There is, therefore, little to prevent a surgeon from choosing to give little Johnny a new liver because his dad is an old friend from university and the surgeon couldn't possibly let him down. If a surgeon behaved in this way, the public would not discover his reasoning because there is no legal requirement upon doctors to explain why they gave one patient an organ and turned down another. The authorities judge that such decisions - and even the people who make them - are best kept out of the public gaze.

This hidden, unaccountable world is typical of a health service that refuses to involve the public in the rationing of health care. It has disturbing echoes of Michael Crichton's 1978 fantasy thriller Coma in which comatose patients are used as donors for organ transplants. At the denouement, Richard Widmark, the chief surgeon at the centre of the plot, protests that he and his colleagues behave like gods because neither the public nor politicians are willing to face the hard issues raised by medical advances.

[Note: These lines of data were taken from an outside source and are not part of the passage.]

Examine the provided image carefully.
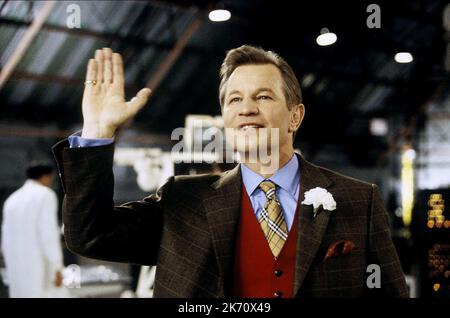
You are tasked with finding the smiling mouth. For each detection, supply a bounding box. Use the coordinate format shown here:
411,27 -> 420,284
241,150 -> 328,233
238,124 -> 264,131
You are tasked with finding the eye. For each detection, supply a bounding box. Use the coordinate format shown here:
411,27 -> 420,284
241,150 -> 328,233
258,95 -> 272,100
229,97 -> 241,104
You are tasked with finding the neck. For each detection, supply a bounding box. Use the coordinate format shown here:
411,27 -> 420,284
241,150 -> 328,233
241,146 -> 294,179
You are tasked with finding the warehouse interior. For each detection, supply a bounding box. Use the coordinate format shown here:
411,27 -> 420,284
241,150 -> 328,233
0,0 -> 450,298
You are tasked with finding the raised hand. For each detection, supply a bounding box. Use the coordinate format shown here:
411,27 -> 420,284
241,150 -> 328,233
81,48 -> 151,138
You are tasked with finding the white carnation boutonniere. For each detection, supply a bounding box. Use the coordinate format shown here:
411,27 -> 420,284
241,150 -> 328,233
302,187 -> 336,218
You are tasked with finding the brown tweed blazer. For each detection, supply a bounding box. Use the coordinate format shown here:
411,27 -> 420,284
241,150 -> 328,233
53,140 -> 407,297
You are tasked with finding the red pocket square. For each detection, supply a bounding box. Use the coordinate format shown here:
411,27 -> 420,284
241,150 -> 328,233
324,240 -> 355,260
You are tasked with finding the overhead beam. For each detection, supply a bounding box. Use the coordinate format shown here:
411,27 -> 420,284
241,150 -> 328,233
0,1 -> 56,90
147,11 -> 203,91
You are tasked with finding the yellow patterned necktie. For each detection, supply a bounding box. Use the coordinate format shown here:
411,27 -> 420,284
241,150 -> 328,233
259,180 -> 288,257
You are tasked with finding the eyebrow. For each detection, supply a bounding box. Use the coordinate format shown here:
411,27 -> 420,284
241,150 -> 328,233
227,87 -> 276,96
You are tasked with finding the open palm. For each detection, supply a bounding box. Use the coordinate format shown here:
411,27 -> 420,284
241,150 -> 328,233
82,48 -> 151,138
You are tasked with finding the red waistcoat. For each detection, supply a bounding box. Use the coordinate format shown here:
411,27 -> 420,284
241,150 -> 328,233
231,186 -> 298,298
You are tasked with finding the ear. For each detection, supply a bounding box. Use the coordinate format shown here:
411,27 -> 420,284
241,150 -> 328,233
289,104 -> 305,132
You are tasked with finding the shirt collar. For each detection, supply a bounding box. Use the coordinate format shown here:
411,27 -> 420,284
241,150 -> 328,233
241,154 -> 300,196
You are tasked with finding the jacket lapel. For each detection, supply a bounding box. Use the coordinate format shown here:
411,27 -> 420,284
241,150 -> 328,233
294,155 -> 332,295
204,165 -> 242,297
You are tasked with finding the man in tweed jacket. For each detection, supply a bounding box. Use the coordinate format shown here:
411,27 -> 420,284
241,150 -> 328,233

This much is certainly true of the British transplant programme, according to a research project just completed during a British government-sponsored Atlantic Fellowship by Jeffrey Prottas, Professor of Public Policy at Brandeis University, Boston. Dr Prottas has discovered that there is no easy way to check that organs are being used equitably. Socio-economic data on those given organs - and those denied - are not collected. So we do not know if selection for transplant is biased in terms of race or class. One can only rely on a suspicion that a system run largely by white, professional men will, however inadvertently, benefit their group disproportionately.

"At a local level", says Dr Prottas, "there is no public oversight of what happens to organs. Who's next depends on the physician in charge who may vary from day to day. So Dr Small might have a different set of priorities on Thursdays than Dr Jones does on Fridays.

"The system works. I have no reason to believe that bad decisions are being made under what people in the transplant world call the `club rules'. And the outcomes in terms of survival are as good as, for example, the United States. But sometimes personal compassion can take over from professional judgement. For example, maybe the husband of a senior colleague needed the transplant, so something had to happen."

A further problem with the British system, says Dr Prottas, is that it is difficult to tell whether the NHS gives every region the same chance of transplants. There is little requirement on regions to share non-renal organs, except in an emergency. (One out of every pair of kidneys collected must be offered into a national pool.) So if you live in an area where relatives are reluctant to permit organ donation or where the health authorities are poor at procurement, your chances of survival may be considerably lower when your liver fails than for someone living elsewhere in the country.

The death of Michelle Paul suggests that the UK transplant system, which has long worked within a cosy professional consensus, may be fragile. Like the blood transfusion service, it relies on the trust of the public, which is the source of donated organs. If that trust falls apart, grieving relatives may in future be less generous with the remains of their loved ones.

That danger has already been faced in the US where there are now far more rules than in Britain to determine rights to a transplant. Last year, in a case similar to Michelle Paul's, a woman with Down's syndrome was refused an organ transplant because doctors judged her incapable of maintaining the lifelong drug regime required to prevent rejection. A public outcry provoked a review which overturned that decision - it emerged that the woman, though retarded, held down a job and was responsible. Michelle Paul, before she died, had no such opportunity of a fair and impartial hearing.